The other day at work, five of us worked the package line, putting completed units into sales cartons. Two people made (that is, folded) cartons; one person placed units in cartons; one person—me—placed rubber gaskets in cartons; and one person closed cartons to send them onto the case packer robot. One conveyor belt brought raw units in, and another conveyor carried packed units away.
I had the second easiest job that night, flipping a small rubber ring into a large target. I could daydream without hindering my job performance. But the conveyor moved fast enough that the closer inevitably fell behind and struggled to keep up. If she fell too far behind, she had to stop the conveyor until she caught up. But if she stopped the outgoing line, the incoming line kept bringing units, which formed a huge knot at the choke point.
Clearly my short-term interests were best served by letting the closer fight her own battles. I could shoegaze if I wanted, and what everyone else deemed a strenuous pace was, to me, pretty easy-going. But if she stopped the outgoing conveyor, we all had to deal with that huge knot. If I closed every fifth box, sacrificing my short-term interests, the closer could keep up, the knot would never form, and everyone was better served.
America’s political economy today is dominated by an attitude of “what’s mine is mine, and hands off.” Our tax laws and spending priorities reflect this attitude, as well as our charitable giving habits—while Americans donate more money than any other country in absolute terms, we have one of the lowest donation rates in the industrialized world. And we justify this in public discourse by appeals to capitalism and the free market.
But we forget that Adam Smith, author of capitalism’s foundational text, The Wealth of Nations, was no free market absolutist. He wrote that the wealthy had a moral obligation to pay greater revenues into the maintenance of society, making him an early proponent of the “Buffett Rule.” And he believed corporations, which manipulated massive volumes of what he termed “other people’s money,” were inherently untrustworthy.
There is simply no empirical reason to believe an absolute free market helps anybody. Indeed, by letting the rich hoard wealth while the poor pound sand, we create an aristocratic class and “everybody else.” But anthropology proves that poverty incubates crime, so a permanent poor underclass is a breeding ground for lawlessness. Thus the wealthy spend more money guarding their hoarded wealth, and enjoy less of it.
Lacking an empirical basis, defenders of self-interest manufacture moral arguments. They term taxes “theft,” insist they don’t want their hard-earned money given to “welfare queens,” and decry “socialistic” intervention. Unfortunately, most world value systems, including the Christianity which social conservatives claim, reject accumulated wealth without concomitant responsibility to serve those less fortunate.
If I focus on my short-term self-interest, and count myself blessed here and now, without planning for the future, I set myself up for catastrophe in the long term. Whether by befouling the atmosphere, or producing a customer base that can’t afford my merchandise, or by permitting raw units to accumulate in the choke point, pursuing immediate interests will exact a price I have to pay in the future.

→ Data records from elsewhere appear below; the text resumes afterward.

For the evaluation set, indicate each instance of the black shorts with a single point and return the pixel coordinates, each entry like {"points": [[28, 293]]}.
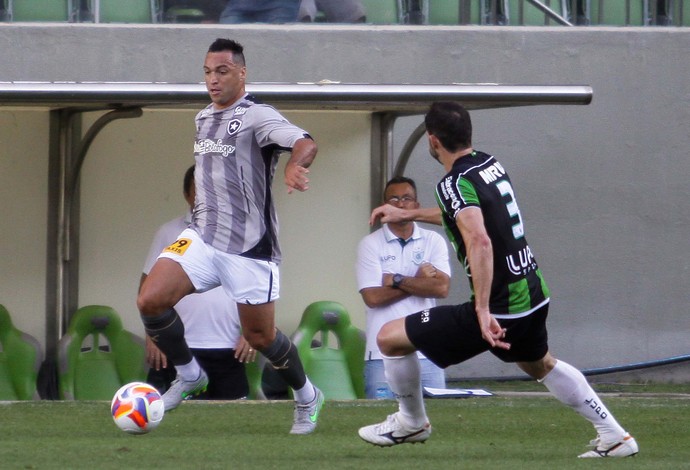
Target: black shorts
{"points": [[450, 334]]}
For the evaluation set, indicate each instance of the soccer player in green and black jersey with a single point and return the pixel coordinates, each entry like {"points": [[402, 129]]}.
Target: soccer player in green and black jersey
{"points": [[510, 300]]}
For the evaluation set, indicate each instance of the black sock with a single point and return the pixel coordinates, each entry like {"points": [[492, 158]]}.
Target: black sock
{"points": [[167, 331], [282, 354]]}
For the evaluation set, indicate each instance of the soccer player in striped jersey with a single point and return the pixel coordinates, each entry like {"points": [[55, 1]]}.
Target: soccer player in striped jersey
{"points": [[233, 239], [507, 312]]}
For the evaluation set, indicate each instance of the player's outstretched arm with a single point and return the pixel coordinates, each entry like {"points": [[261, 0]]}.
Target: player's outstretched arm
{"points": [[296, 169], [387, 213]]}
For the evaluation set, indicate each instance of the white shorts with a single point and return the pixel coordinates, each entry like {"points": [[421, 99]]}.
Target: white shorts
{"points": [[248, 281]]}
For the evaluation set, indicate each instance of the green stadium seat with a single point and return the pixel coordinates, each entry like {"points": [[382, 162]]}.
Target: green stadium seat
{"points": [[616, 13], [40, 10], [20, 361], [337, 371], [97, 356], [128, 11], [181, 14], [382, 11], [444, 11]]}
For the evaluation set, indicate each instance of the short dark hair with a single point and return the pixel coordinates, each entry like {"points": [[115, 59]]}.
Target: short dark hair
{"points": [[401, 180], [188, 180], [222, 45], [451, 124]]}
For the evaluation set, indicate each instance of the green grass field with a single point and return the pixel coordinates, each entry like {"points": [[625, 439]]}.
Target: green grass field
{"points": [[501, 432]]}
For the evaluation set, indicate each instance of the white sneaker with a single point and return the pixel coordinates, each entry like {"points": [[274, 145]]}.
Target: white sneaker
{"points": [[623, 448], [391, 432], [183, 390], [307, 415]]}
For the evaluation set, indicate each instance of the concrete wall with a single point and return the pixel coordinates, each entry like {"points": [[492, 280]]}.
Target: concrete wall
{"points": [[602, 188]]}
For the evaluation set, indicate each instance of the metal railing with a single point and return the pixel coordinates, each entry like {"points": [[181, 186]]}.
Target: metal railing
{"points": [[482, 12]]}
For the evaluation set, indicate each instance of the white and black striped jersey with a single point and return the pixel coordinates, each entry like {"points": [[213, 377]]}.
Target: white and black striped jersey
{"points": [[236, 151]]}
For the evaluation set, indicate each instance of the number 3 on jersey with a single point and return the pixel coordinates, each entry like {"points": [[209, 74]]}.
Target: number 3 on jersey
{"points": [[506, 189]]}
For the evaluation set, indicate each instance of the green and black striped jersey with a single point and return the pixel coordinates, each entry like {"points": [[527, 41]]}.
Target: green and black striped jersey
{"points": [[479, 180]]}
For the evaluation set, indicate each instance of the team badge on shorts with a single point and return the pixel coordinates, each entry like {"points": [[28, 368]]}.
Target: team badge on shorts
{"points": [[179, 247]]}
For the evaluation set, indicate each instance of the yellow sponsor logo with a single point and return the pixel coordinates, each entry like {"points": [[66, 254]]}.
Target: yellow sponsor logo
{"points": [[179, 247]]}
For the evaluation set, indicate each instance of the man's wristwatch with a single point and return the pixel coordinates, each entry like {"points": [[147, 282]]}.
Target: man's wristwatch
{"points": [[397, 280]]}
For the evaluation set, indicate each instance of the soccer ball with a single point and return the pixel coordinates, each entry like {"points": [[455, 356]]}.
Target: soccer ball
{"points": [[137, 408]]}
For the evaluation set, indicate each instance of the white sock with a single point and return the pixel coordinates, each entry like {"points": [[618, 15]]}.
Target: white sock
{"points": [[190, 371], [404, 379], [570, 387], [306, 394]]}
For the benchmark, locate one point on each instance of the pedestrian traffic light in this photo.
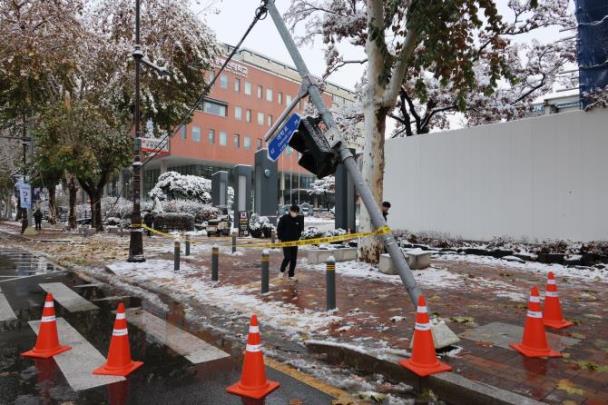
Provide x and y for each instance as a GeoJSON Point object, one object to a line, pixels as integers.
{"type": "Point", "coordinates": [317, 156]}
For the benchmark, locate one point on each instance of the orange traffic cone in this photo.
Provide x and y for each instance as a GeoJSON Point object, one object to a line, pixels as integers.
{"type": "Point", "coordinates": [119, 356]}
{"type": "Point", "coordinates": [534, 341]}
{"type": "Point", "coordinates": [47, 342]}
{"type": "Point", "coordinates": [253, 383]}
{"type": "Point", "coordinates": [552, 313]}
{"type": "Point", "coordinates": [424, 359]}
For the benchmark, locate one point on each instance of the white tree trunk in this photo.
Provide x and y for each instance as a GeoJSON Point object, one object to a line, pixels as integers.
{"type": "Point", "coordinates": [374, 114]}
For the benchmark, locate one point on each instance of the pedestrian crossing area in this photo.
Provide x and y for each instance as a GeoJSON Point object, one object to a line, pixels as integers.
{"type": "Point", "coordinates": [77, 364]}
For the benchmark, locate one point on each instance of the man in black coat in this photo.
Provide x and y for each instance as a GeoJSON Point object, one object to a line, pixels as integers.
{"type": "Point", "coordinates": [290, 228]}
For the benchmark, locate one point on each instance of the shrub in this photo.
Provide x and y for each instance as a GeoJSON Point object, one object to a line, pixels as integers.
{"type": "Point", "coordinates": [174, 221]}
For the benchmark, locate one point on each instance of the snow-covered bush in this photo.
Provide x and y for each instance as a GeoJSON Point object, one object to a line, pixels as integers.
{"type": "Point", "coordinates": [174, 221]}
{"type": "Point", "coordinates": [173, 185]}
{"type": "Point", "coordinates": [199, 211]}
{"type": "Point", "coordinates": [260, 226]}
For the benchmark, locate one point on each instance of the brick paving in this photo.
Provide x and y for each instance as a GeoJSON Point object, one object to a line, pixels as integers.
{"type": "Point", "coordinates": [377, 312]}
{"type": "Point", "coordinates": [367, 306]}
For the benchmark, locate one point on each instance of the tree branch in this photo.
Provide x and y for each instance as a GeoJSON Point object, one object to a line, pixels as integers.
{"type": "Point", "coordinates": [400, 68]}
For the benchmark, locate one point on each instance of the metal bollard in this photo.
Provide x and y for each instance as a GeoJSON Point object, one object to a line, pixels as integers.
{"type": "Point", "coordinates": [176, 253]}
{"type": "Point", "coordinates": [330, 280]}
{"type": "Point", "coordinates": [265, 271]}
{"type": "Point", "coordinates": [215, 256]}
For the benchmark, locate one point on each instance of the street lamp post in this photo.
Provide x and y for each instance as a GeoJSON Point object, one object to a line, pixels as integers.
{"type": "Point", "coordinates": [136, 244]}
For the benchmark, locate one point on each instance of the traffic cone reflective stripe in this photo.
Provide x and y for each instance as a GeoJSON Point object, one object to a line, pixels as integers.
{"type": "Point", "coordinates": [534, 341]}
{"type": "Point", "coordinates": [553, 316]}
{"type": "Point", "coordinates": [47, 342]}
{"type": "Point", "coordinates": [424, 359]}
{"type": "Point", "coordinates": [119, 360]}
{"type": "Point", "coordinates": [253, 383]}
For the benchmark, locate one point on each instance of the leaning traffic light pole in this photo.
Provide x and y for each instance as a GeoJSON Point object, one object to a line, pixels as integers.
{"type": "Point", "coordinates": [347, 159]}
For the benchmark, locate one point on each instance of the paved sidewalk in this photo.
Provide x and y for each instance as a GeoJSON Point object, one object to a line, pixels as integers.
{"type": "Point", "coordinates": [376, 313]}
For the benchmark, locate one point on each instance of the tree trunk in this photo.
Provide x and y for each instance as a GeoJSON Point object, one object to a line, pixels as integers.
{"type": "Point", "coordinates": [72, 191]}
{"type": "Point", "coordinates": [52, 204]}
{"type": "Point", "coordinates": [374, 115]}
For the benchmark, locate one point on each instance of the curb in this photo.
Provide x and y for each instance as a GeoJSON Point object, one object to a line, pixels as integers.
{"type": "Point", "coordinates": [450, 387]}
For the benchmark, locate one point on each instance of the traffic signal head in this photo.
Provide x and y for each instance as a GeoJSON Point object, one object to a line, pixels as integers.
{"type": "Point", "coordinates": [317, 156]}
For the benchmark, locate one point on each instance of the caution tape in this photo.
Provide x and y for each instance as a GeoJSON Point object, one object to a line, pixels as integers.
{"type": "Point", "coordinates": [302, 242]}
{"type": "Point", "coordinates": [327, 239]}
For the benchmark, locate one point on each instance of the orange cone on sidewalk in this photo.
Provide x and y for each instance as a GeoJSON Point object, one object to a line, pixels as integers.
{"type": "Point", "coordinates": [534, 342]}
{"type": "Point", "coordinates": [253, 383]}
{"type": "Point", "coordinates": [47, 342]}
{"type": "Point", "coordinates": [424, 359]}
{"type": "Point", "coordinates": [552, 313]}
{"type": "Point", "coordinates": [119, 360]}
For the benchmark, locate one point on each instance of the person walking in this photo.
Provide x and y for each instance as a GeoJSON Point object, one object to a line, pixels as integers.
{"type": "Point", "coordinates": [38, 219]}
{"type": "Point", "coordinates": [24, 221]}
{"type": "Point", "coordinates": [290, 228]}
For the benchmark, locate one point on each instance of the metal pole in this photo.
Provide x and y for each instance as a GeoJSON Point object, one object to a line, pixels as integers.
{"type": "Point", "coordinates": [330, 281]}
{"type": "Point", "coordinates": [215, 256]}
{"type": "Point", "coordinates": [348, 160]}
{"type": "Point", "coordinates": [265, 271]}
{"type": "Point", "coordinates": [136, 243]}
{"type": "Point", "coordinates": [176, 253]}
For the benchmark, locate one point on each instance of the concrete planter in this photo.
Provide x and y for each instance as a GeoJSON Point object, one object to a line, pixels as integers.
{"type": "Point", "coordinates": [416, 259]}
{"type": "Point", "coordinates": [316, 256]}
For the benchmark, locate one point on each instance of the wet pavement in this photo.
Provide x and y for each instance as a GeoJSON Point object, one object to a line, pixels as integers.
{"type": "Point", "coordinates": [165, 378]}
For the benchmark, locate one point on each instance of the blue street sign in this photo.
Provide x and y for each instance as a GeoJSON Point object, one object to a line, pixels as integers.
{"type": "Point", "coordinates": [280, 142]}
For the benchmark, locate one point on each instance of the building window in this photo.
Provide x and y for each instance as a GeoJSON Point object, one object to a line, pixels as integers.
{"type": "Point", "coordinates": [224, 81]}
{"type": "Point", "coordinates": [196, 134]}
{"type": "Point", "coordinates": [215, 108]}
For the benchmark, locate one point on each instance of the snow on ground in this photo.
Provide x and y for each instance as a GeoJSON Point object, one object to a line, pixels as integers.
{"type": "Point", "coordinates": [431, 277]}
{"type": "Point", "coordinates": [581, 273]}
{"type": "Point", "coordinates": [290, 319]}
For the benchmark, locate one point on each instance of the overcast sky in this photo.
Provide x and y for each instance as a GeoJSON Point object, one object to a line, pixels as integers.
{"type": "Point", "coordinates": [229, 19]}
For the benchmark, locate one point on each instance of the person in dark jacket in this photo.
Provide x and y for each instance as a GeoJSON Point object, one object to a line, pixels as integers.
{"type": "Point", "coordinates": [38, 219]}
{"type": "Point", "coordinates": [290, 228]}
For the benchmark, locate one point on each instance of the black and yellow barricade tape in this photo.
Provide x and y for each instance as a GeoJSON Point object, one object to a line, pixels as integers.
{"type": "Point", "coordinates": [317, 241]}
{"type": "Point", "coordinates": [302, 242]}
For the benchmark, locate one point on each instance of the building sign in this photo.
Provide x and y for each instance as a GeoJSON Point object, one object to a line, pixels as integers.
{"type": "Point", "coordinates": [233, 67]}
{"type": "Point", "coordinates": [151, 145]}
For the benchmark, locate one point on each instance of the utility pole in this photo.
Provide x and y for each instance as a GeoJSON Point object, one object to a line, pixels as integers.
{"type": "Point", "coordinates": [136, 243]}
{"type": "Point", "coordinates": [347, 158]}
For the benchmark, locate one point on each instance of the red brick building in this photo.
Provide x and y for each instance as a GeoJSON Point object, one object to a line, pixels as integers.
{"type": "Point", "coordinates": [231, 123]}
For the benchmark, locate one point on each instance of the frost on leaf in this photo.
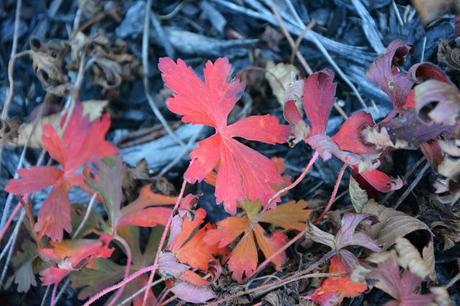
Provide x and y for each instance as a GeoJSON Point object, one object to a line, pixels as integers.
{"type": "Point", "coordinates": [242, 172]}
{"type": "Point", "coordinates": [81, 143]}
{"type": "Point", "coordinates": [244, 259]}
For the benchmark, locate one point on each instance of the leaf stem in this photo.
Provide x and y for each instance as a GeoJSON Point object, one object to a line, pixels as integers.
{"type": "Point", "coordinates": [127, 268]}
{"type": "Point", "coordinates": [162, 242]}
{"type": "Point", "coordinates": [297, 181]}
{"type": "Point", "coordinates": [334, 193]}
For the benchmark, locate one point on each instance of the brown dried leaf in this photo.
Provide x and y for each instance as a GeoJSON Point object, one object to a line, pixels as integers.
{"type": "Point", "coordinates": [392, 224]}
{"type": "Point", "coordinates": [47, 62]}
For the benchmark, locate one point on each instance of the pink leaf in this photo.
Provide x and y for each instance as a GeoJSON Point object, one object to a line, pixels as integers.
{"type": "Point", "coordinates": [192, 293]}
{"type": "Point", "coordinates": [318, 99]}
{"type": "Point", "coordinates": [241, 172]}
{"type": "Point", "coordinates": [348, 138]}
{"type": "Point", "coordinates": [385, 73]}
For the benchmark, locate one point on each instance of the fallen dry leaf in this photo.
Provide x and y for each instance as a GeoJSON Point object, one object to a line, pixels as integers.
{"type": "Point", "coordinates": [392, 224]}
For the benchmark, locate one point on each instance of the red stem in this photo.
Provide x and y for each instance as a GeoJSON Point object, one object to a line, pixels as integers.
{"type": "Point", "coordinates": [297, 181]}
{"type": "Point", "coordinates": [334, 194]}
{"type": "Point", "coordinates": [279, 251]}
{"type": "Point", "coordinates": [162, 242]}
{"type": "Point", "coordinates": [10, 220]}
{"type": "Point", "coordinates": [53, 295]}
{"type": "Point", "coordinates": [120, 284]}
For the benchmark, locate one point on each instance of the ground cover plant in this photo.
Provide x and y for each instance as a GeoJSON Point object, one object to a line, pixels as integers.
{"type": "Point", "coordinates": [257, 179]}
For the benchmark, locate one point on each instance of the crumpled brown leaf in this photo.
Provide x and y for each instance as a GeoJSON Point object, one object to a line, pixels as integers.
{"type": "Point", "coordinates": [280, 77]}
{"type": "Point", "coordinates": [437, 102]}
{"type": "Point", "coordinates": [47, 62]}
{"type": "Point", "coordinates": [392, 224]}
{"type": "Point", "coordinates": [91, 108]}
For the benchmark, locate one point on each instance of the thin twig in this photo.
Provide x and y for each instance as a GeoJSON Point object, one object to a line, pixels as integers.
{"type": "Point", "coordinates": [145, 64]}
{"type": "Point", "coordinates": [129, 259]}
{"type": "Point", "coordinates": [412, 185]}
{"type": "Point", "coordinates": [334, 193]}
{"type": "Point", "coordinates": [122, 283]}
{"type": "Point", "coordinates": [273, 285]}
{"type": "Point", "coordinates": [297, 181]}
{"type": "Point", "coordinates": [134, 295]}
{"type": "Point", "coordinates": [314, 38]}
{"type": "Point", "coordinates": [163, 240]}
{"type": "Point", "coordinates": [398, 15]}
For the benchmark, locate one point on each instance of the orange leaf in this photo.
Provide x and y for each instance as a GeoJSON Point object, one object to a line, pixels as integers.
{"type": "Point", "coordinates": [82, 142]}
{"type": "Point", "coordinates": [244, 259]}
{"type": "Point", "coordinates": [243, 173]}
{"type": "Point", "coordinates": [334, 289]}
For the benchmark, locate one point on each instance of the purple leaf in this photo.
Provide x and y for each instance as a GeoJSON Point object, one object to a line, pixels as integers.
{"type": "Point", "coordinates": [191, 293]}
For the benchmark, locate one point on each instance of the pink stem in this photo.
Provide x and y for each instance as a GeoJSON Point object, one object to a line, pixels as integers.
{"type": "Point", "coordinates": [279, 251]}
{"type": "Point", "coordinates": [127, 268]}
{"type": "Point", "coordinates": [10, 220]}
{"type": "Point", "coordinates": [334, 194]}
{"type": "Point", "coordinates": [297, 181]}
{"type": "Point", "coordinates": [120, 284]}
{"type": "Point", "coordinates": [162, 242]}
{"type": "Point", "coordinates": [53, 295]}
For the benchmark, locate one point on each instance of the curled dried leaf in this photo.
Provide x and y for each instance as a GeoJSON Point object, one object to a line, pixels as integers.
{"type": "Point", "coordinates": [437, 102]}
{"type": "Point", "coordinates": [47, 62]}
{"type": "Point", "coordinates": [392, 224]}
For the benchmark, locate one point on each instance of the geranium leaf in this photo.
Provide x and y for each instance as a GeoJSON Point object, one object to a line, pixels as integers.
{"type": "Point", "coordinates": [250, 174]}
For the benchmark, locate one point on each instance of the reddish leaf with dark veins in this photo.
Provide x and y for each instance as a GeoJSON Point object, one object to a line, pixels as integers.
{"type": "Point", "coordinates": [318, 99]}
{"type": "Point", "coordinates": [82, 142]}
{"type": "Point", "coordinates": [242, 173]}
{"type": "Point", "coordinates": [348, 138]}
{"type": "Point", "coordinates": [407, 127]}
{"type": "Point", "coordinates": [437, 102]}
{"type": "Point", "coordinates": [386, 74]}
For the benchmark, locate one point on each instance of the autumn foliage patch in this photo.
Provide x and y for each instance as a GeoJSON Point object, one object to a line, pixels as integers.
{"type": "Point", "coordinates": [102, 249]}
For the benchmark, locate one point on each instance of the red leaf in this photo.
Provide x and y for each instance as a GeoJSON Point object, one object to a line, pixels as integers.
{"type": "Point", "coordinates": [81, 143]}
{"type": "Point", "coordinates": [242, 173]}
{"type": "Point", "coordinates": [380, 181]}
{"type": "Point", "coordinates": [54, 216]}
{"type": "Point", "coordinates": [244, 258]}
{"type": "Point", "coordinates": [144, 211]}
{"type": "Point", "coordinates": [334, 289]}
{"type": "Point", "coordinates": [348, 138]}
{"type": "Point", "coordinates": [385, 73]}
{"type": "Point", "coordinates": [318, 99]}
{"type": "Point", "coordinates": [72, 255]}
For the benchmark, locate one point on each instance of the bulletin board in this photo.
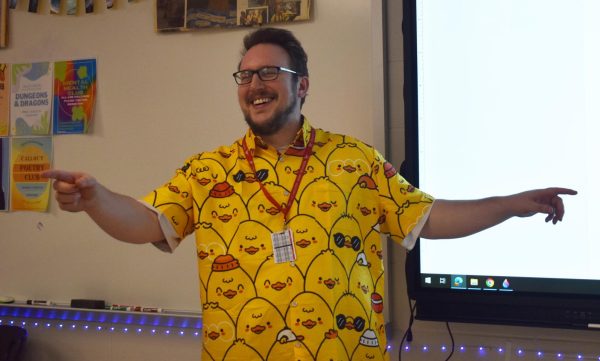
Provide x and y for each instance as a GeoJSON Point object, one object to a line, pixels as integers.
{"type": "Point", "coordinates": [161, 98]}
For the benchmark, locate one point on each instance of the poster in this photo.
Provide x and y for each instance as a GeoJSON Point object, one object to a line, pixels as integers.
{"type": "Point", "coordinates": [4, 98]}
{"type": "Point", "coordinates": [29, 157]}
{"type": "Point", "coordinates": [4, 174]}
{"type": "Point", "coordinates": [74, 95]}
{"type": "Point", "coordinates": [3, 23]}
{"type": "Point", "coordinates": [31, 94]}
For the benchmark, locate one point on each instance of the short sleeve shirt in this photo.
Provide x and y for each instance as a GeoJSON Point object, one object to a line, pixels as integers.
{"type": "Point", "coordinates": [328, 302]}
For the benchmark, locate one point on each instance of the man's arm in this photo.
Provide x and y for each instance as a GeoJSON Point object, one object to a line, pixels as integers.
{"type": "Point", "coordinates": [454, 219]}
{"type": "Point", "coordinates": [121, 216]}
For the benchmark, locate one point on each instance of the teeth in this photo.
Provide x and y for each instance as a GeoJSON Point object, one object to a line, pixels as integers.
{"type": "Point", "coordinates": [260, 101]}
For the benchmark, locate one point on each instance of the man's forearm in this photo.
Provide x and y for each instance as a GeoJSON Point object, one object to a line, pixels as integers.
{"type": "Point", "coordinates": [124, 218]}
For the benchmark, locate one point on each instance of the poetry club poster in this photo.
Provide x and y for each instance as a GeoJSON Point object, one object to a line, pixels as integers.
{"type": "Point", "coordinates": [74, 95]}
{"type": "Point", "coordinates": [29, 157]}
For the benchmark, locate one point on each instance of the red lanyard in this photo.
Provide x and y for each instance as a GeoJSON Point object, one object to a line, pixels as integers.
{"type": "Point", "coordinates": [305, 157]}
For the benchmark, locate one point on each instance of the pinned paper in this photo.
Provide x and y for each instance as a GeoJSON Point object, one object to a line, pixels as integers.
{"type": "Point", "coordinates": [31, 98]}
{"type": "Point", "coordinates": [4, 98]}
{"type": "Point", "coordinates": [74, 95]}
{"type": "Point", "coordinates": [30, 157]}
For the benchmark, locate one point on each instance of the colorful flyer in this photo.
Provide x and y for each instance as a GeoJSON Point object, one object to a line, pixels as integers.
{"type": "Point", "coordinates": [74, 95]}
{"type": "Point", "coordinates": [4, 174]}
{"type": "Point", "coordinates": [31, 95]}
{"type": "Point", "coordinates": [4, 99]}
{"type": "Point", "coordinates": [30, 156]}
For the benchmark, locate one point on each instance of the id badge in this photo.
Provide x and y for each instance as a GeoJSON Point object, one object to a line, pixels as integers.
{"type": "Point", "coordinates": [283, 246]}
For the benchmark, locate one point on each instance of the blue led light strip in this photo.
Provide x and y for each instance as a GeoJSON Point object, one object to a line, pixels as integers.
{"type": "Point", "coordinates": [173, 320]}
{"type": "Point", "coordinates": [94, 327]}
{"type": "Point", "coordinates": [492, 352]}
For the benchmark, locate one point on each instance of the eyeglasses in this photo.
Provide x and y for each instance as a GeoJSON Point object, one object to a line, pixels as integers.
{"type": "Point", "coordinates": [265, 73]}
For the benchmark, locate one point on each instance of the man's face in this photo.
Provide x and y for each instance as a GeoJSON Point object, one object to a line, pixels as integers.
{"type": "Point", "coordinates": [268, 105]}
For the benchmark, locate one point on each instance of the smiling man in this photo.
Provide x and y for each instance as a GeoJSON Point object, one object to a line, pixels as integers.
{"type": "Point", "coordinates": [288, 224]}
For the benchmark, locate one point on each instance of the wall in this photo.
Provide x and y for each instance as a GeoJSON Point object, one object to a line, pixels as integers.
{"type": "Point", "coordinates": [496, 342]}
{"type": "Point", "coordinates": [161, 98]}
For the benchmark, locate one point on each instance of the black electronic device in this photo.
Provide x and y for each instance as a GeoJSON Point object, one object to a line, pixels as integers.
{"type": "Point", "coordinates": [494, 105]}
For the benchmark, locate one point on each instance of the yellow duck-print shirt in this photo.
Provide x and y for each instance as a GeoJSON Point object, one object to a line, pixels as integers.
{"type": "Point", "coordinates": [328, 303]}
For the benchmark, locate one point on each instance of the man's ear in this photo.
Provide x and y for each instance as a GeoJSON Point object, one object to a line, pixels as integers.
{"type": "Point", "coordinates": [303, 86]}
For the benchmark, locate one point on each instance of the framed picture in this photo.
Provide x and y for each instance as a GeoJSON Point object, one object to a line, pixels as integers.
{"type": "Point", "coordinates": [183, 15]}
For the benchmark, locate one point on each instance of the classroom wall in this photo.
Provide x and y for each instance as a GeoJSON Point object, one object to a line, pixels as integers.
{"type": "Point", "coordinates": [161, 98]}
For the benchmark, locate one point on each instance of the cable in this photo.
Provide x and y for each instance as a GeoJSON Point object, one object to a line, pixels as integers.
{"type": "Point", "coordinates": [452, 339]}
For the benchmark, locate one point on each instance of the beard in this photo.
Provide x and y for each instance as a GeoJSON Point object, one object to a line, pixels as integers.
{"type": "Point", "coordinates": [275, 123]}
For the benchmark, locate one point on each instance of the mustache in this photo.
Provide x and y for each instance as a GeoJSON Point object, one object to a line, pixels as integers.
{"type": "Point", "coordinates": [259, 94]}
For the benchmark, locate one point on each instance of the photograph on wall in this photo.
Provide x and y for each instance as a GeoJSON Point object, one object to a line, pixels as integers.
{"type": "Point", "coordinates": [54, 6]}
{"type": "Point", "coordinates": [4, 173]}
{"type": "Point", "coordinates": [74, 96]}
{"type": "Point", "coordinates": [31, 95]}
{"type": "Point", "coordinates": [4, 98]}
{"type": "Point", "coordinates": [3, 23]}
{"type": "Point", "coordinates": [30, 156]}
{"type": "Point", "coordinates": [181, 15]}
{"type": "Point", "coordinates": [71, 7]}
{"type": "Point", "coordinates": [33, 6]}
{"type": "Point", "coordinates": [259, 12]}
{"type": "Point", "coordinates": [170, 15]}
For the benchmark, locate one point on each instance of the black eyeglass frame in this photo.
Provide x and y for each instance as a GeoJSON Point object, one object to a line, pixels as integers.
{"type": "Point", "coordinates": [239, 81]}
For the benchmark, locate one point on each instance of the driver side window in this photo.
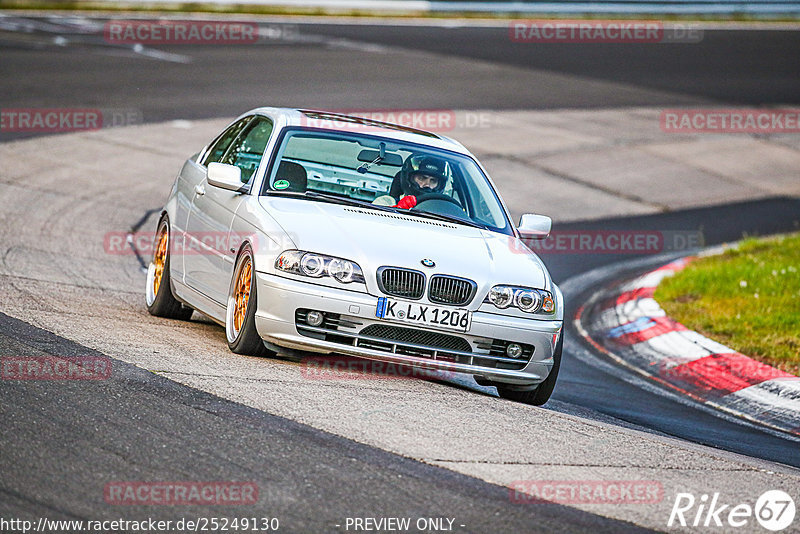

Taking time to close every fifth carton is not easy. I have to break my rhythm with a simple task to perform one that is slower and requires fine motor skills. Essentially, I need to shift between two very different muscle actions, which is a nuisance. But it’s a smaller nuisance than having to keep up with the sudden influx from the choke point. And it’s an act I perform alone, which benefits everybody on the line equally.
Sure, something else could set me back. A carton maker could fold one improperly, get caught trying to straighten it, and send ripples down the line. Or the product placer might knock one carton over, sending others tumbling like dominoes. But that could happen. If I don’t extend myself to help the closer, the knot at the choke point will happen. I consider the risk worth the cost.
I don’t advocate a Soviet-style collectivization of risk. History proves that this fails. But if we all give a little of our short-term interest into a pool of public generosity, the long-term rewards, individually and as a society, should more than pay for that investment. And we could all use a little long-term security in this dangerous world.